Deep political division, violence, a nasty, partisan media. This year we remember the so-called "Secession Winter" of 1861 as the United States fragmented and fell apart in what was the most tumultuous time in our nation's history.
While nothing since has matched it for intensity and the resultant bloodshed, it resonates today where issues like states' and civil rights are fought over in legislatures and the courts, where race is still a great unhealed wound, where Blue and Red states (as opposed to Blue and Gray) squeeze citizens in the ideological middle, where the Constitution and guns are frequently waved.
This year is the sesquicentennial of the Civil War. While most of the politics and fighting happened from the Mississippi River on east, Pacific Northwesterners would do well to use the occasion to review what happened here in the 1850s and '60s, a critical period in the settlement of the region and the formation of Oregon, Washington, and Idaho.
Indeed, Oregon's statehood was hotly debated: Should it be a slave state, or free? The region's newspapers were as nasty as the blogosphere, so virulently vituperative and partisan that such journalism became known nationally as "Oregon style." When a person got to the end of the Oregon trail, they could still be in the thick of things.
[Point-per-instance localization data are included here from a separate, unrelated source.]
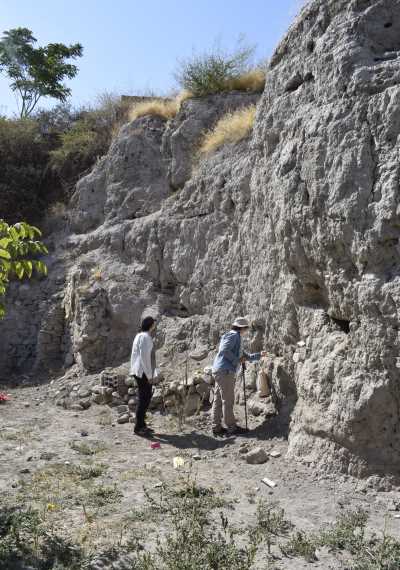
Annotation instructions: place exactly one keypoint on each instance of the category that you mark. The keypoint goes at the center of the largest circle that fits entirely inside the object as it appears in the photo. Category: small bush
(347, 533)
(24, 178)
(232, 128)
(166, 109)
(253, 80)
(214, 71)
(301, 545)
(102, 495)
(271, 523)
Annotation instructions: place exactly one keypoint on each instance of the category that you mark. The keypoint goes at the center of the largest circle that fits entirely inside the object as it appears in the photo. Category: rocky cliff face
(297, 227)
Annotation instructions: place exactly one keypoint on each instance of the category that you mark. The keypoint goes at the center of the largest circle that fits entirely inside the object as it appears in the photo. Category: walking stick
(244, 392)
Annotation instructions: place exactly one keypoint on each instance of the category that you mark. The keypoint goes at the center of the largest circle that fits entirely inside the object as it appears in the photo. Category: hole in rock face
(342, 324)
(311, 46)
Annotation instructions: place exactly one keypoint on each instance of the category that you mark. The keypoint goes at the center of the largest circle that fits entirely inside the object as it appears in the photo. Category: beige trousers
(224, 399)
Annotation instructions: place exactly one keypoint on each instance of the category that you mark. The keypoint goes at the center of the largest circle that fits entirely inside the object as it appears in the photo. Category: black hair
(147, 323)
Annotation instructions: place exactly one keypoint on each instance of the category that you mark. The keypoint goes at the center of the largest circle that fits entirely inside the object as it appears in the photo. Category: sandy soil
(36, 435)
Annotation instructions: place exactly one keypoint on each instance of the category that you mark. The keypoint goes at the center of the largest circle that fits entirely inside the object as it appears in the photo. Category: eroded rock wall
(297, 227)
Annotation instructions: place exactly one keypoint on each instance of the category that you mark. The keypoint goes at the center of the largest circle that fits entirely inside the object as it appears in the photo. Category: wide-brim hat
(241, 322)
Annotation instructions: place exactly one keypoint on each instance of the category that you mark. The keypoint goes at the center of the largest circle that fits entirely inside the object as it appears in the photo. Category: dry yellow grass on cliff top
(232, 128)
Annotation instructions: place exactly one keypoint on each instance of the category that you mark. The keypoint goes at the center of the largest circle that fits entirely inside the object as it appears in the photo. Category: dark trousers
(145, 391)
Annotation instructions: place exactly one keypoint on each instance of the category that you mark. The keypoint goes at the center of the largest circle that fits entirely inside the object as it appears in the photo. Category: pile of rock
(115, 388)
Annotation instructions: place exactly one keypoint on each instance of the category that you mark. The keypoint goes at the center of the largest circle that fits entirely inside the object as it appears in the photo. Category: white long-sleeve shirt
(141, 355)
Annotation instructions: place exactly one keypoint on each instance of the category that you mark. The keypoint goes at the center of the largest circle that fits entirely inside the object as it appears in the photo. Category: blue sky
(132, 45)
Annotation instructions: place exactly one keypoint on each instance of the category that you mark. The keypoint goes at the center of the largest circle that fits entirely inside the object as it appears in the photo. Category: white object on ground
(268, 482)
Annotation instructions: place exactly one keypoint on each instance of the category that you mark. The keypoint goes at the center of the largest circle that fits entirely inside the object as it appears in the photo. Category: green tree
(36, 72)
(19, 247)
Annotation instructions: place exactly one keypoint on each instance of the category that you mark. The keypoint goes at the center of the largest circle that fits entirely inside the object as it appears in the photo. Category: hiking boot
(219, 431)
(142, 432)
(238, 430)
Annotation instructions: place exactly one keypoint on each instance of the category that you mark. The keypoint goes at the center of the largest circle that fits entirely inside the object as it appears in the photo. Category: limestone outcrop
(297, 227)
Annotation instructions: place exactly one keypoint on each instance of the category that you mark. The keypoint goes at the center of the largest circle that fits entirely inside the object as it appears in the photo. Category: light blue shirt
(229, 353)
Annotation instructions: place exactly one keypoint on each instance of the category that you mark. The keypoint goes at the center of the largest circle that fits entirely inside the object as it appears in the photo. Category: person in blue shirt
(226, 364)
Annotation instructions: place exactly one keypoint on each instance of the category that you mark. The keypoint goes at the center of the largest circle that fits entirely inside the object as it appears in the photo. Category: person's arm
(254, 357)
(227, 344)
(145, 355)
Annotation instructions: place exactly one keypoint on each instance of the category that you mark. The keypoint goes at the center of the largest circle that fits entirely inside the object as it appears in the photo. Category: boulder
(256, 456)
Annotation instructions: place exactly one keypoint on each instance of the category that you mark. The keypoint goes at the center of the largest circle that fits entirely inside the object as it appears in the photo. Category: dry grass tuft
(182, 97)
(232, 128)
(253, 81)
(166, 109)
War politics helped carve Idaho out of the Washington Territory, which in 1861 consisted of the current states of Washington, Idaho, and large chunks of Montana and Wyoming. It played a role in the birth of Oregon in 1859. As a whole, Oregon Country was remote but still involved in conflicts over slavery, popular sovereignty, territorial rights, and federal control. Many major players in the political conflict and Civil War itself had starring, or at least cameo roles here, especially military men doing frontier service.
Ulysses S. Grant was stationed for a while at Fort Vancouver, where it is said his drinking problems began, in part due to the damp and loneliness. George Pickett, later the Confederate officer famous for Pickett's charge at Gettysburg, a moment called the "high-water mark of the Confederacy," helped hold the San Juan Islands for America against Great Britain during the Pig War. Phil Sheridan, Winfield Scott, and George B. McClellan were also here fighting Indians, surveying road and rail routes, or negotiating agreements.
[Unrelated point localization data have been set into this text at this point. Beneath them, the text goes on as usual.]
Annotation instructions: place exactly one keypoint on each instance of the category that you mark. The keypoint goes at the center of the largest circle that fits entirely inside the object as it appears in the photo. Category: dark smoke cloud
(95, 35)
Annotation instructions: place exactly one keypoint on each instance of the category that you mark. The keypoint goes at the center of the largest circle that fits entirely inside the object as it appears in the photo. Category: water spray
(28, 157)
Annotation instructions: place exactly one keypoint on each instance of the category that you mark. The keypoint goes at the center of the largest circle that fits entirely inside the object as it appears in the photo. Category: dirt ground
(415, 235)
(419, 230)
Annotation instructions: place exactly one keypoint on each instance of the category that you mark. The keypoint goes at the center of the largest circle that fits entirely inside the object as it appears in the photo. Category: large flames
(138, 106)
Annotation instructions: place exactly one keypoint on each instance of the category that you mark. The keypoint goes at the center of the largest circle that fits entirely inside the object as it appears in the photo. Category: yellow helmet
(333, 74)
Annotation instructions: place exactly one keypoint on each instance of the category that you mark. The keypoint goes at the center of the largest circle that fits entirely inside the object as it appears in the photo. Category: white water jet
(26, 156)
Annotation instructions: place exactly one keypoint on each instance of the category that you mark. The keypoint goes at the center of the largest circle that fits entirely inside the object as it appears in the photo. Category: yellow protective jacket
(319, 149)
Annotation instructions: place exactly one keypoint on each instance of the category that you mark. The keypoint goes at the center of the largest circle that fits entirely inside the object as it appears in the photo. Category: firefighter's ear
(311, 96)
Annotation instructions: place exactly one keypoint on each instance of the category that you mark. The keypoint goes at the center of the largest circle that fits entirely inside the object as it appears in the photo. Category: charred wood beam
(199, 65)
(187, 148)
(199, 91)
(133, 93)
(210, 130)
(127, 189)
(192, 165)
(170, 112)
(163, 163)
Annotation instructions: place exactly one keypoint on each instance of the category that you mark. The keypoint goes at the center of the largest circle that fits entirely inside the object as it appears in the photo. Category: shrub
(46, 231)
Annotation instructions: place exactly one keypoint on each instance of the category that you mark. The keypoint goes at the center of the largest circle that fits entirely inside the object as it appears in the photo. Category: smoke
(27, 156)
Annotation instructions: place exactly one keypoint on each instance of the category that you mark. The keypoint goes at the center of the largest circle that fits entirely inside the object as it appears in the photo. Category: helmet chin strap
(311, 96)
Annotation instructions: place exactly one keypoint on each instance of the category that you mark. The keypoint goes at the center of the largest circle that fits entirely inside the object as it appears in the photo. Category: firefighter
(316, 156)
On the political side, the campaign of 1860 featured the Northwest's first-ever candidate on a national ticket. The southern-born Joseph Lane, first territorial governor then senator from Oregon, was the vice presidential candidate along with presidential candidate John C. Breckinridge, one of the two competing Democratic tickets that year (the other Democratic ticket was headed by Lincoln's rival, Stephen A. Douglas of Illinois).
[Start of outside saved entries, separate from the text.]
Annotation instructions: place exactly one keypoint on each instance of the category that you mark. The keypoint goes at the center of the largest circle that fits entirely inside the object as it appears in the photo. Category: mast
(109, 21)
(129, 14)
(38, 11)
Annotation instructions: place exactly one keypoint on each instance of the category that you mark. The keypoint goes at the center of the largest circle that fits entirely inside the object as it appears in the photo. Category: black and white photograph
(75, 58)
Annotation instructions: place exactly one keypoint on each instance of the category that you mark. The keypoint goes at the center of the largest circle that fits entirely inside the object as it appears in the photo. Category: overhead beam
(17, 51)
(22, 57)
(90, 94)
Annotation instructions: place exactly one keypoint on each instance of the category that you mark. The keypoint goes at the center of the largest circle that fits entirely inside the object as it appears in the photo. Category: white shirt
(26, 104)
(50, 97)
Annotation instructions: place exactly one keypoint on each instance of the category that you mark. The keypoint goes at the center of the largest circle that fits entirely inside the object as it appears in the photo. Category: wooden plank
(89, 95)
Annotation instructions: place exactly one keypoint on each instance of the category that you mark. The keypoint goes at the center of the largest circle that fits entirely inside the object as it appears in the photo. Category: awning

The Democratic party had split, mostly north and south, on the subject of the expansion of slavery into the territories. Breckinridge/Lane was the preferred ticket of the South: They won 11 southern states and came in second in the electoral college.
Running that pro-Southern, slavery-friendly campaign was Isaac I. Stevens, Washington's territorial delegate in Congress and the man, more than any other, who is the state's founding father. He served as territorial governor, scouted railway routes, negotiated — sometimes with brutal force — the region's Indian treaties. In 1860, many of the Northwest's leading political actors, our stars on the national stage, were sympathetic with Dixie, not abolitionists or "Black Republicans" like Abraham Lincoln.
Thanks to a divided vote that split Democrats between Breckinridge and Douglas, the young Pacific Coast states of California and Oregon went for Lincoln. Yet the Republican vote did not mean racial enlightenment. Historian Robert Johannsen described the debates over race and slavery in his book Frontier Politics and Sectional Conflict: the Pacific Northwest on the Eve of the Civil War. Oregon's citizens voted to reject slavery by a wide margin, but by an even wider margin they voted to ban all blacks and mulattos, free or slave, from the new state, which joined the union in 1859. Many urged that the Pacific Northwest become an all-white enclave.